I want our Tech workers PRODUCTIVELY employed - breaking down frontiers, coming up with new technolgies - not nursing this 30 year space plane.
http://en.wikipedia.org/wiki/Space_shuttleWhile the shuttle has been a reasonably successful launch vehicle, it has been unable to meet its goal of radically reducing flight launch costs,
as the average launch expenditures during its operations up to 2005 accumulates to $1.3 billion <1>, a rather large figure compared to the initial projections of $10 to $20 million. The total cost of the program has been $145 billion as of early 2005 ($112 billion of which was incurred while the program was operational) and is estimated at $174 billion when the Shuttle will retire in 2010. NASA's budget for 2005 allocates 30 % or 5 billion to Space Shuttle operations. <2>
The original mission of the shuttle was to operate at a high flight rate, at low cost, and with high reliability. It was intended to improve greatly on the previous generation of single-use manned and unmanned vehicles. Although it did operate as the world's first reusable crew-carrying spacecraft, it did not improve on those parameters in any meaningful way, and is considered by some to have failed in its original purpose.

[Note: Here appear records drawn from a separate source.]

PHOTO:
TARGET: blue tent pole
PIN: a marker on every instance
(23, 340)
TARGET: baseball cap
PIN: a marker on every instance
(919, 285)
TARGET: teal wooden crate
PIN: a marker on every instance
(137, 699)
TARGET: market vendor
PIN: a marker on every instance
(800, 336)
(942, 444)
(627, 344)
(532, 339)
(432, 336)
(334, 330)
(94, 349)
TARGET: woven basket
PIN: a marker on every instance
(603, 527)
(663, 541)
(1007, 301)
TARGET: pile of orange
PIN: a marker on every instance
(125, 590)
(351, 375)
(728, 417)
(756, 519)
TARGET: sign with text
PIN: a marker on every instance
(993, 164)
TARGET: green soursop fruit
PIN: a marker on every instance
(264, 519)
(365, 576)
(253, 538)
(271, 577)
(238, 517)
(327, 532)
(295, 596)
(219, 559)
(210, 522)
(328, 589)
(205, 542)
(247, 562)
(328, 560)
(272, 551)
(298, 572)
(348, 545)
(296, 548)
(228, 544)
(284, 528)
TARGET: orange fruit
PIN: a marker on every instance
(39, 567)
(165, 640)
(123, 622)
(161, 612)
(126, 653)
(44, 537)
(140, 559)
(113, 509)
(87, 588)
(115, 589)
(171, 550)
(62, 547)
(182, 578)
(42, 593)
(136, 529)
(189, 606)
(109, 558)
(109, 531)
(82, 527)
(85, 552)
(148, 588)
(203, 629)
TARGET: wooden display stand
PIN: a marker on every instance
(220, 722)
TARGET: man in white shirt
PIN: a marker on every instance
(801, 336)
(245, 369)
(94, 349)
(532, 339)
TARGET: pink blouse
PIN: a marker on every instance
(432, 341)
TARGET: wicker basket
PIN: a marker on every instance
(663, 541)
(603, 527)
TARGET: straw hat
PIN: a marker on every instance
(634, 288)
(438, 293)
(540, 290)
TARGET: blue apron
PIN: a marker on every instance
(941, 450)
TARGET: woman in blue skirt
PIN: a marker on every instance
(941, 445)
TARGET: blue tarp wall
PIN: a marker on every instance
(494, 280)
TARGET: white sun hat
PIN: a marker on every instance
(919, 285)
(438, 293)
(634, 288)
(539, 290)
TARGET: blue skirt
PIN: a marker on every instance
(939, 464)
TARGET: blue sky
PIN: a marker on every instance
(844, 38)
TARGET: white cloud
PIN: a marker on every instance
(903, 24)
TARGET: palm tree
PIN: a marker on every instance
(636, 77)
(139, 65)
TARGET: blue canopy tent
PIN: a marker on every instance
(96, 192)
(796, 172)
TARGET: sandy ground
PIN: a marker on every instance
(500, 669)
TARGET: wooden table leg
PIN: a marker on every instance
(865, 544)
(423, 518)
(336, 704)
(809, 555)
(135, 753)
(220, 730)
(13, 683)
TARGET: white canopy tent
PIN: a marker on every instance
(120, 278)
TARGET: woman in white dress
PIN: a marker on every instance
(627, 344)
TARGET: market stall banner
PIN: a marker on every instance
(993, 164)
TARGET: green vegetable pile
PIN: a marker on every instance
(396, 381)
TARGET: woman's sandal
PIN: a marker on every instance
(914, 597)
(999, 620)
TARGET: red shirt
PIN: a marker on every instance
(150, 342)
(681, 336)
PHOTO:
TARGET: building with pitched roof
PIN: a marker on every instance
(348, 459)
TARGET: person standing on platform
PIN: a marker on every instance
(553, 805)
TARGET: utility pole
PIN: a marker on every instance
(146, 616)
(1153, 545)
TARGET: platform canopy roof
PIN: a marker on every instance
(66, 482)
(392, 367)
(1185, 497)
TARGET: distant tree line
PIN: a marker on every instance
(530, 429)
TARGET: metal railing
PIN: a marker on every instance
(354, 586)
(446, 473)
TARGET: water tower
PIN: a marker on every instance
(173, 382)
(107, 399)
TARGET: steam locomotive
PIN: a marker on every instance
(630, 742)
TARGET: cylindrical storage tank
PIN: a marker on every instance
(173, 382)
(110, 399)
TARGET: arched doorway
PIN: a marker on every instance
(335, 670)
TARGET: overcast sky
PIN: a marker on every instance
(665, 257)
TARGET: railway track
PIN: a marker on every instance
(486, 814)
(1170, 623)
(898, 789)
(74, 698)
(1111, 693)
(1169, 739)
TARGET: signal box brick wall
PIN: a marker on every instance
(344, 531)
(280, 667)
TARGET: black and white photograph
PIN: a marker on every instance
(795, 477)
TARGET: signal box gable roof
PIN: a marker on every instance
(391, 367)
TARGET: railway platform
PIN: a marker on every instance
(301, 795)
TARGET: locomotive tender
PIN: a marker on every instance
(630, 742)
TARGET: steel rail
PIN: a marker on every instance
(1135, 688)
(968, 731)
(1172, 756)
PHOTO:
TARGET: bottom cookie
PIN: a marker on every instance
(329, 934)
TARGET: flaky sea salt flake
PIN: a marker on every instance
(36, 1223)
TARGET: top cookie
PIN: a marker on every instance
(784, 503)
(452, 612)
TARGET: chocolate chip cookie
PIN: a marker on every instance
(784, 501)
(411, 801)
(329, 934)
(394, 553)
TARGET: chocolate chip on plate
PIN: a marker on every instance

Although the design is radically different from the original concept, the project was still supposed to meet the upgraded AF goals, and to be much cheaper to fly in general. One reason behind this apparent failure appears to be inflation. During the 1970s the US suffered severe inflation, driving up costs about 200% by 1980. In contrast, the rate between 1990 and 2000 was only 34% in total. This has the effect of magnifying the development costs of the shuttle tremendously. The original process by which contractors bid for Shuttle work has also inflated overall project costs as there were political and industrial pressures to spread Shuttle work around. For instance the need for a single piece SRB design was dismissed as only one company was located close enough to the Launch site to make this viable. Morton Thiokol who secured the SRB contract are based in Utah making it necessary to have the modular design that contributed to the Challenger loss. Ironically the US aerospace mergers of the 1990s mean that the vast majority of the STS contracts are now held by only one company (Boeing).
However, this does not explain the high costs of the continued operations of the shuttle. Even accounting for inflation, the launch costs on the original estimates should be about $100 million today. The remaining $400 million arises from the operational details of maintaining and servicing the shuttle fleet, which have turned out to be tremendously more expensive than anticipated.